# Moderne Methoden der Datenanalyse SS2021
# Practical Exercise 3

## Exercise 3: Maximum Likelihood and $\chi^2$ Methods

Fitting parametrized functions to measured data is daily business in research. By this, models can be tested against experiments. Moreover, parameters of the models and their uncertainties can be determined.
The physicist often refers to this process as “*fitting*” — in general it is called “*parameter estimation*”.

## Exercise 3.1: Decay (obligatory)

Generate uniformly distributed random numbers. Then apply the transformation method to generate random numbers following an exponential distribution $\exp(-x/\tau)$ for $x>0$. 
These values can be interpreted as measurements of decay times $t$ (e.g., of radioactive particles) corresponding to a lifetime $\tau$, which have the following distribution:
 
$$ f(t,\tau) = \frac{1}{\tau} \cdot \exp\left(-\frac{t}{\tau}\right)$$
 

**a)** Show analytically that the maximum likelihood estimator for $\tau$ is the mean $\hat{\tau}$ of the sample ($\hat{\tau}$ = mean of all measured decay times $t_i$). 


**TODO:**
make your calculations in this Markdown cell using the Latex syntax!

**b)** Generate 1000 samples with $\tau$=1, each with $N=10$ values of t. Evaluate the mean $\hat{\tau}$ for each sample and create a histogram of the resulting means. Compare the mean of $\hat{\tau}$ with the true value $\tau$=1. 

In [None]:
# Similar to the previous exercises, you can use ROOT or the pythonic approach...

# Pure python:
import numpy as np
import matplotlib.pyplot as plt

from scipy import optimize, stats

# ROOT:
from ROOT import gRandom, TCanvas, TH1F, TF1

Define the function to generate the random numbers first.
Use the methods introduced on the previous exercise sheets to get uniformly distributed numbers and then transfrom them as required.

In [None]:
def generate_data(N: int, tau: float = 1.0) -> np.ndarray:
 # Generate random numbers according to exp(-x/tau) for x>0 using the transformation method

 # FYI: The type hints in the function signature above tell you that
 # - the function expects an integer value for the argument `N`
 # - has a second parameter `tau` for the lifetime, which has a default value of 1.0 as required by the exercise
 # - and will return a numpy array.

 # TODO: Add code to create a numpy array of the required random numbers here
 # You can use ROOT or phyton method to get the initial, uniformly distributed random numbers
 pass
 return ... # ... the numpy array


Now you can use this function to fill a histogram and plot it. Do this for the different sample sizes.

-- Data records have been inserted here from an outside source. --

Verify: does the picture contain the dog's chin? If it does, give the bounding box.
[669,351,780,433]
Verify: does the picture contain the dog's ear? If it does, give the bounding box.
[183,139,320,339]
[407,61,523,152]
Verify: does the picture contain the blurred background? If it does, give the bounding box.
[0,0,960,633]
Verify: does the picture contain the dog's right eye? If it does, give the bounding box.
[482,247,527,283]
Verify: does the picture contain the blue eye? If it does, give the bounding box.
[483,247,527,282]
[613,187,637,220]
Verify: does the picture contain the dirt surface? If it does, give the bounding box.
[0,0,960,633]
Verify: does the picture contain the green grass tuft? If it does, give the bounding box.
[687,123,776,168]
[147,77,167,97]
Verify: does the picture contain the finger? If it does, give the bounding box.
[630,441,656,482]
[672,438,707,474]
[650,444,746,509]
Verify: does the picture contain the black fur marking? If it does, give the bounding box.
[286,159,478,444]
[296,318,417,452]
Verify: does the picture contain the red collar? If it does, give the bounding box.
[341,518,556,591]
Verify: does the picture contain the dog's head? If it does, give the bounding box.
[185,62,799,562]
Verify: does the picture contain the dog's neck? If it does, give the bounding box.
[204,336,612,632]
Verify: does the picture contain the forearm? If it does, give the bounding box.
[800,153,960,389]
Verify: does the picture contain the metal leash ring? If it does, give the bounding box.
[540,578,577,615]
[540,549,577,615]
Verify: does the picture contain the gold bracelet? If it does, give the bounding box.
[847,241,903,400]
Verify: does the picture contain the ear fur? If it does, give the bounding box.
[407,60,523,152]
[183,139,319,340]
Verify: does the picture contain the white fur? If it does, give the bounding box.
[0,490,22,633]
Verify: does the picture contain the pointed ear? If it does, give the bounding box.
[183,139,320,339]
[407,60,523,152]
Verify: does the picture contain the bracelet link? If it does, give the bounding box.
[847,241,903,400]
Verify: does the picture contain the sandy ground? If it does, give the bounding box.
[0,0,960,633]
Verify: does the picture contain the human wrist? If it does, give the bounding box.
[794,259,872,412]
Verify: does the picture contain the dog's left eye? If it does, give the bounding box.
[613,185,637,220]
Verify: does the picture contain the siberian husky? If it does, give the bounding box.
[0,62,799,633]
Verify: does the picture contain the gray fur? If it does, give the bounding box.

### Hints for pure Python approach:

You can use `matplotlib`'s [`matplotlib.pyplot.hist`](https://matplotlib.org/3.5.0/api/_as_gen/matplotlib.pyplot.hist.html) (= plt.hist) function to plot a histogram of given data. You can use for instance 100 bins.

### Hints for ROOT approach:

Use ROOT's builtin TH1F histogram class, as introduced in exercise 1.

In [None]:
# TODO: Add code here to generate the 1000 data samples, create a histogram of the mean values of the data and draw it

def create_histo_and_calculate_bias(N):
 # TODO: Add code to fill histogram and calculate the bias

**c)** Assume that the probability density function (p.d.f.) has been parametrized in terms of $\lambda=1/\tau$, which means:
 
$$f(t,\lambda) = \lambda \cdot \exp\left(-\lambda \cdot t \right)$$
 
Create a histogram of the estimations $\hat{\lambda}$. Compare the mean value of $\hat{\lambda}$ with the true value $\lambda$=1, and determine numerically the bias for $N= 5, 10, 100$.

Calculate the bias also for the experiments made in the exercise part **b)** and compare the results of the two approaches **b)** and **c)**.

Use a similar approach as above to obtain the histograms using the alternative function definition.

In [None]:
# TODO: Add code here to generate the 1000 data samples, create a histogram of the mean values of the data and draw it

def create_lambda_histo_and_calculate_bias(N):
 # TODO: Add code to fill histogram and calculate the bias

**d)** Compare the results of the maximum likelihood method and the $\chi^{2}$ method: Make three different histograms with 1000 bins from 0 to 10 containing $N$ generated decay times $t$ (try $N= 10, 1000, 100000$). Fit the function $f(t,\tau)$ to each histogram using the $\chi^2$ method and the binned likelihood method. Compare the fitted parameters and the $\chi^2$ values of both methods and discuss the results.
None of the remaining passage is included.